Major Valentine had been a comrade of my father's in the trenches. I first met him when he came to visit my mother after it was all over. He turned up one day, still in a "trench coat", and in the course of conversation remarked that the war had changed many people's ideas about the sort of books they wanted to read, and that he was going to put his gratuity into setting up as a publisher. I was eighteen at the time and I was pretty certain that there was an unbridgeable gulf between the amount of a major's gratuity and the topless tower of phantom gold needed even by the wariest of publishers. I knew a little about it because already I was set upon being a writer myself, and took the current Writers and Artist's Year Book to bed with me nightly until my bloodstream had absorbed all it had to teach or hint at. But naturally I said nothing, because in those days boys did not venture to carp at mature men, let alone when the mature men were war heroes also; and I was rewarded by being offered an "editor's" job there and then, no doubt in part as tribute to my father's memory and my mother's obvious problems. The American term "editor" was not then commonly used in the context of publishing, and my father's friend was already displaying how modern he intended to be. Before the war he had been a free-lance journalist. He actually so described himself to me, possibly because he claimed also to have made a success of it, which is most uncommon.
I had been cheaply and indifferently educated in the formal sense, and against a stressful and impecunious home life. Fortunately for me, formal education counts little for most artists (and, according to my experience, less than is commonly supposed for most other people). Though I wanted "to write", I had little idea of how to earn money at it — and a complete mental blank, with unpleasant elements of panic, whenever I thought about trying to earn money at anything else. Valentine made it clear that he was not yet in a position to offer enough to maintain me; but I clutched with joy and relief at the proffered regularity of his pittance, explained myself to my mother that same evening (Major Valentine could not stay to supper, and it was just as well), and was set up within the month in Brandenburg Square.
Valentine was never in a position to pay me much more than he paid me at the outset; but I beavered soberly around, and wrote increasingly persuasive letters, so that other jobs came in, a usefully wide variety of them, perhaps, when I came to writing my own first novel.
Major Valentine's subsequent career may as well be disposed of now: pornography is never — I think I may say never — as lucrative as it seems likely to be (I refer to the pornography that is recognized as such), and within three or four years Valentine turned to schoolmastering and then went back to the army as an instructor.
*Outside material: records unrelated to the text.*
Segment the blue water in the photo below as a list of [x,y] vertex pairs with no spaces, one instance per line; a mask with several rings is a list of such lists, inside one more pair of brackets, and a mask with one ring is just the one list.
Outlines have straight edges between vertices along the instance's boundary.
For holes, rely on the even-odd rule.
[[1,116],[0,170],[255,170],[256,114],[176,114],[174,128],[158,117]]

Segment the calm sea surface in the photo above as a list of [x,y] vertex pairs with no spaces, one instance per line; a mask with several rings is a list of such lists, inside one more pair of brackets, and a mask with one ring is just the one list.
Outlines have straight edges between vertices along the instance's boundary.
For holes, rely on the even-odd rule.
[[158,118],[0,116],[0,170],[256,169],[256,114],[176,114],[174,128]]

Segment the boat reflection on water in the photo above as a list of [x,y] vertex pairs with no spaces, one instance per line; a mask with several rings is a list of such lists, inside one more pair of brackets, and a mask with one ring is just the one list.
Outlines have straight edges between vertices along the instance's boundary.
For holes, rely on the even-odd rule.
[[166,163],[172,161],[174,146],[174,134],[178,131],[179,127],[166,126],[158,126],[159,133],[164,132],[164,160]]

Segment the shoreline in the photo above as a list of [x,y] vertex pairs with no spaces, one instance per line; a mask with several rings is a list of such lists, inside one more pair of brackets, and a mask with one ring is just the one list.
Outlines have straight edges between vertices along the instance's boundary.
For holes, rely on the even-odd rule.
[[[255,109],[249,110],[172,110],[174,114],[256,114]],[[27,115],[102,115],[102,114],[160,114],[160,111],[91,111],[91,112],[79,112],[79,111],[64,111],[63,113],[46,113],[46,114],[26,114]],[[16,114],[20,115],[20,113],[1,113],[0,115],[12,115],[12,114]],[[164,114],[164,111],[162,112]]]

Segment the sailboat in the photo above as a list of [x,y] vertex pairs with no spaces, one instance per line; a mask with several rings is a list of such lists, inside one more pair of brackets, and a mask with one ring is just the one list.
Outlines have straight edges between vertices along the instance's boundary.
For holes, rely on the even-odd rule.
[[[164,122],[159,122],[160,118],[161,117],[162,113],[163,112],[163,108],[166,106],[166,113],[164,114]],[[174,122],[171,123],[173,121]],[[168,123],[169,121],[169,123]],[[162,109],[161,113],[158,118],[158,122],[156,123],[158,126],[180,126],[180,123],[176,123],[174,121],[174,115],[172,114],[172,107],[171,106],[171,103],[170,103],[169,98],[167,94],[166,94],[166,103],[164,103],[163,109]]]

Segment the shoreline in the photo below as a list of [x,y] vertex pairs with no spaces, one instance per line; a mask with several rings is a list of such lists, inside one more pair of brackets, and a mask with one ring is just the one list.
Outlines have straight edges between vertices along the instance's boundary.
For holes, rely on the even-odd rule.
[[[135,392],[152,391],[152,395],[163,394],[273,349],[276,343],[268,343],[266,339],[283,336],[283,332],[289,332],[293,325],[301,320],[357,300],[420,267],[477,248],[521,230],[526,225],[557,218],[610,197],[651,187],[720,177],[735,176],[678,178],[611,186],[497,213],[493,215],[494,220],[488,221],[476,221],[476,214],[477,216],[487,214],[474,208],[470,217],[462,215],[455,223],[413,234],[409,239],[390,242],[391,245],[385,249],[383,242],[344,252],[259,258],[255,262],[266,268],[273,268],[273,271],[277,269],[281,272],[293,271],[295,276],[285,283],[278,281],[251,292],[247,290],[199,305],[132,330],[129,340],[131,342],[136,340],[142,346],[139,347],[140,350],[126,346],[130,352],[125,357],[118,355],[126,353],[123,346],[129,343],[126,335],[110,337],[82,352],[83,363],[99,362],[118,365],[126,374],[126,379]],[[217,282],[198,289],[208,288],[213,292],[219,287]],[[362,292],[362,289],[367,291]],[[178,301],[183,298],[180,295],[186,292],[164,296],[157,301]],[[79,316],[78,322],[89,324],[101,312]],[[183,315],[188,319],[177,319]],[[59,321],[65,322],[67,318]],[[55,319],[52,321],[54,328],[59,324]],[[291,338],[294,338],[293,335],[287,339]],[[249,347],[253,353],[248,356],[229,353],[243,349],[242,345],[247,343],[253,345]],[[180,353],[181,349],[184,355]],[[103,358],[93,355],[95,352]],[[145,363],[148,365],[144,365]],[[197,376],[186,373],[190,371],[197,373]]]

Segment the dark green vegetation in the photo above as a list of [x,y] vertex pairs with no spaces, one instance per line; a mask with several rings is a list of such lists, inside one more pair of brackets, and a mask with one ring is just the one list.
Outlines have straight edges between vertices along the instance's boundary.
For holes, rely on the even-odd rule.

In the end, he married. It was rather late in life, by the usual standard: but he married a woman who was older than he was, none the less, and she seemed to make him very happy — or perhaps keep him so, as he always seemed a happy person by nature. I went to visit them on several occasions, and certainly Valentine was living in very much better style than ever before when I had known him. Moreover, he was now a lieutenant-colonel. I suppose he had taken up with the Territorials. He was even fortunate in the manner of his death, which was in a fishing incident, and, they said, instantaneous.
When I took possession of my Brandenburg Square attic, there were two tenants below me.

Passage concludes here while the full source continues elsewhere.